Do you know these women and little girls? If so, I need to hear from you.
For many years, I’ve been interested in the story of the desegregation of Gwynn Oak Amusement Park. As a news cameraman in Baltimore for more than a decade, I periodically ran across the story and began researching events surrounding the park’s opening to Blacks in the summer of 1963.
Later this year, I will release “All the King’s Horses: The Story of Gwynn Oak Amusement Park,” a documentary which chronicles the efforts of many ordinary, everyday people to desegregate the privately-owned recreation facility during Maryland’s racially charged and turbulent civil rights era.
Buried in the memories of old timers and elder statesmen, the images of the opening of the park to Blacks are unknown to many.

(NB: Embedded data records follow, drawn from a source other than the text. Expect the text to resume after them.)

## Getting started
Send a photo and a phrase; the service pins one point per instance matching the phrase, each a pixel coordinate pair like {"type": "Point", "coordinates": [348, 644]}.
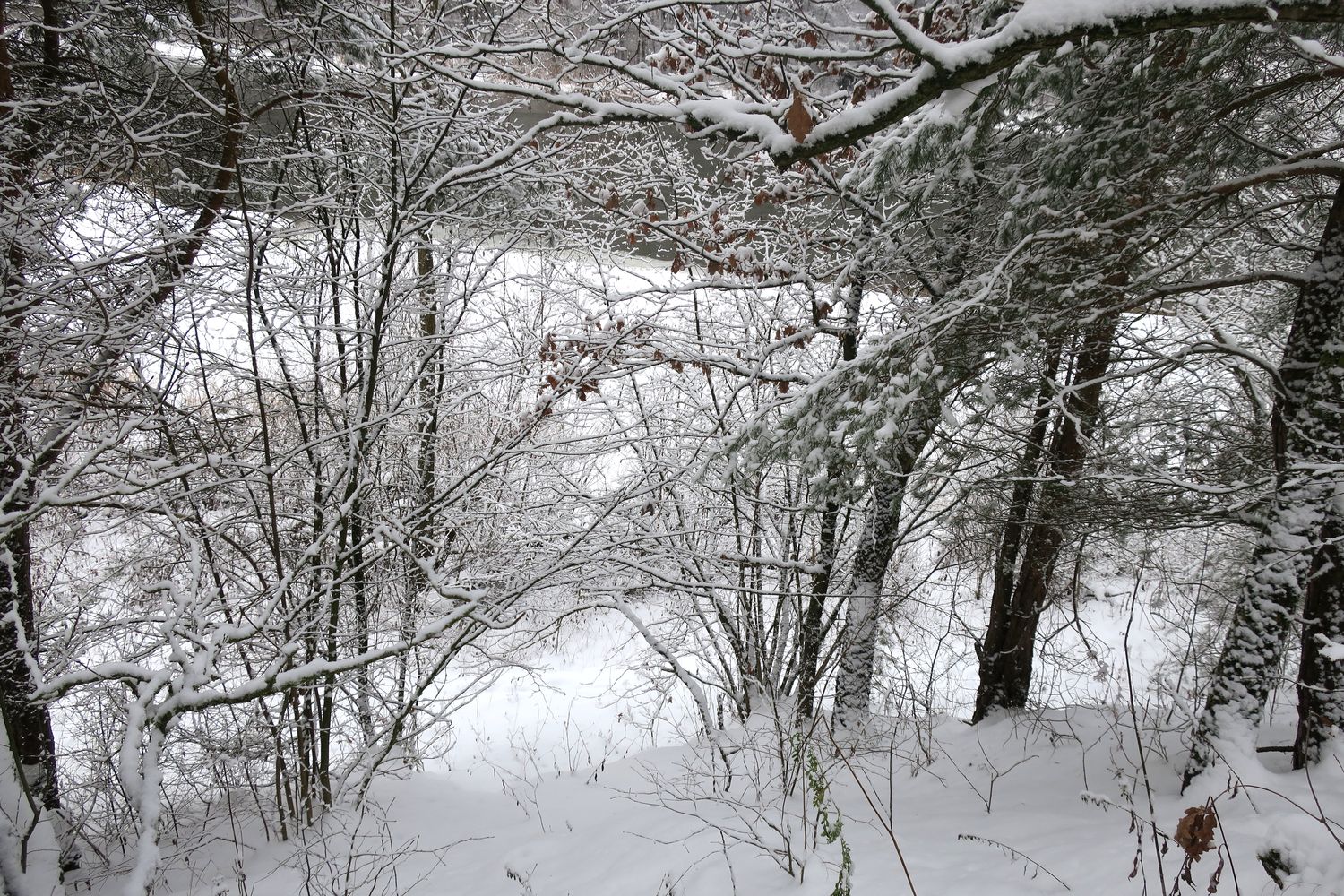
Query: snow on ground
{"type": "Point", "coordinates": [573, 778]}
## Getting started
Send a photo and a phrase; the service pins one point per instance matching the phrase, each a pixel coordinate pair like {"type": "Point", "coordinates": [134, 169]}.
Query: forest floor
{"type": "Point", "coordinates": [570, 780]}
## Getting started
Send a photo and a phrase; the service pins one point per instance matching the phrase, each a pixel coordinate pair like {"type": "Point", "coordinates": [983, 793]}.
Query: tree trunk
{"type": "Point", "coordinates": [878, 541]}
{"type": "Point", "coordinates": [1005, 659]}
{"type": "Point", "coordinates": [811, 634]}
{"type": "Point", "coordinates": [27, 723]}
{"type": "Point", "coordinates": [1304, 424]}
{"type": "Point", "coordinates": [1320, 681]}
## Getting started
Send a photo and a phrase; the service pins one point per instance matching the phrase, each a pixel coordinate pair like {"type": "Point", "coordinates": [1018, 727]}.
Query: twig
{"type": "Point", "coordinates": [874, 807]}
{"type": "Point", "coordinates": [1015, 853]}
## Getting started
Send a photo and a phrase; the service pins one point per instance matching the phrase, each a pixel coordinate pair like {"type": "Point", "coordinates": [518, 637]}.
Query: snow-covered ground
{"type": "Point", "coordinates": [573, 778]}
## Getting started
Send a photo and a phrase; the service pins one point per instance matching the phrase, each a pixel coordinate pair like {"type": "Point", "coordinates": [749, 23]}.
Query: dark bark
{"type": "Point", "coordinates": [1320, 681]}
{"type": "Point", "coordinates": [1304, 429]}
{"type": "Point", "coordinates": [876, 544]}
{"type": "Point", "coordinates": [811, 633]}
{"type": "Point", "coordinates": [1005, 657]}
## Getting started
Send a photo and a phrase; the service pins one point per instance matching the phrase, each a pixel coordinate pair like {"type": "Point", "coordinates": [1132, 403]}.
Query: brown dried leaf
{"type": "Point", "coordinates": [1195, 831]}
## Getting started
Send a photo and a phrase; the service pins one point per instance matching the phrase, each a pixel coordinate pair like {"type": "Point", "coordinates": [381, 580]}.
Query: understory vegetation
{"type": "Point", "coordinates": [911, 414]}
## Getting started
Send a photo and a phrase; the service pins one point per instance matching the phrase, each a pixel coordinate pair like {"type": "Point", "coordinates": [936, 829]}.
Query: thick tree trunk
{"type": "Point", "coordinates": [1305, 424]}
{"type": "Point", "coordinates": [878, 541]}
{"type": "Point", "coordinates": [811, 633]}
{"type": "Point", "coordinates": [1005, 657]}
{"type": "Point", "coordinates": [1320, 681]}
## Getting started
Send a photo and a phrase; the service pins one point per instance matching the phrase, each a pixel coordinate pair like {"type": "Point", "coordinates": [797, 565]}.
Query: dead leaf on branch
{"type": "Point", "coordinates": [1195, 831]}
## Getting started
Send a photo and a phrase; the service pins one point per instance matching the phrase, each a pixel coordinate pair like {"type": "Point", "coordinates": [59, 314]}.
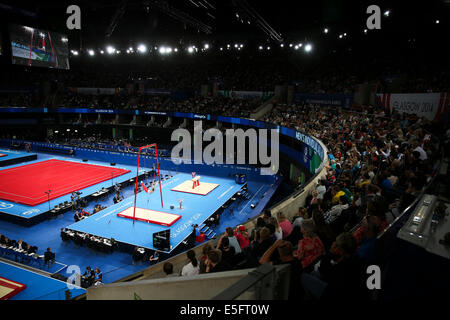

While the Civil Rights Movement is typically referenced in relation to events that happened in the Deep South—Alabama, Mississippi and Georgia, battles also were waged right here in Maryland.
The year 1963 was a restless time in the state, from Baltimore, where then-Morgan State College students staged protests at the Northwood Movie Theater, to the bucolic Eastern Shore town of Cambridge, where racial unrest erupted.
Blacks were not alone in the struggle. As in Selma and Montgomery, Blacks marched side by side with Whites and Jews—priests, rabbis, ministers, businessmen, teachers and students. Many of these unlikely protesters were not the targets of discrimination. Yet they left their comfortable homes, businesses and busy lives to join the fight for freedom; they were jeered, spat upon and even beaten. This documentary attempts to capture the essence of not only their struggle, but also their motivation to be engaged in the fight.
My wife and filmmaker Beverly O’Neal and I have amassed more than 15 hours of eyewitness accounts and personal narratives from those involved in the desegregation of the park. All sides are included, those who were allowed in to those who were not. Original photographs from the now-defunct News American newspaper, newly uncovered film footage and artifacts stored in garages and basements for the past 50 years provide a clear account of events and players.
Exactly who were the people involved? Where were they from? What was their motivation?
Research was collected from the AFRO American Newspapers, the Enoch Pratt Library, the Jewish Museum of Maryland, the Maryland Historical Society and the University of Baltimore Langley Library Special Collections, among others.
Do you know these women and girls, if so, please contact me care of email@example.com. They are among the few pieces of the puzzle that I have left to find. These pictures were taken in the park on Aug. 28, 1963, the first day it was opened to Blacks. The women were likely in her 20s. They’re probably in their late 60s or older now.
They marched into the park to take their place in history as hundreds of thousands of Blacks took part in the historic March on Washington on the National Mall in Washington D.C.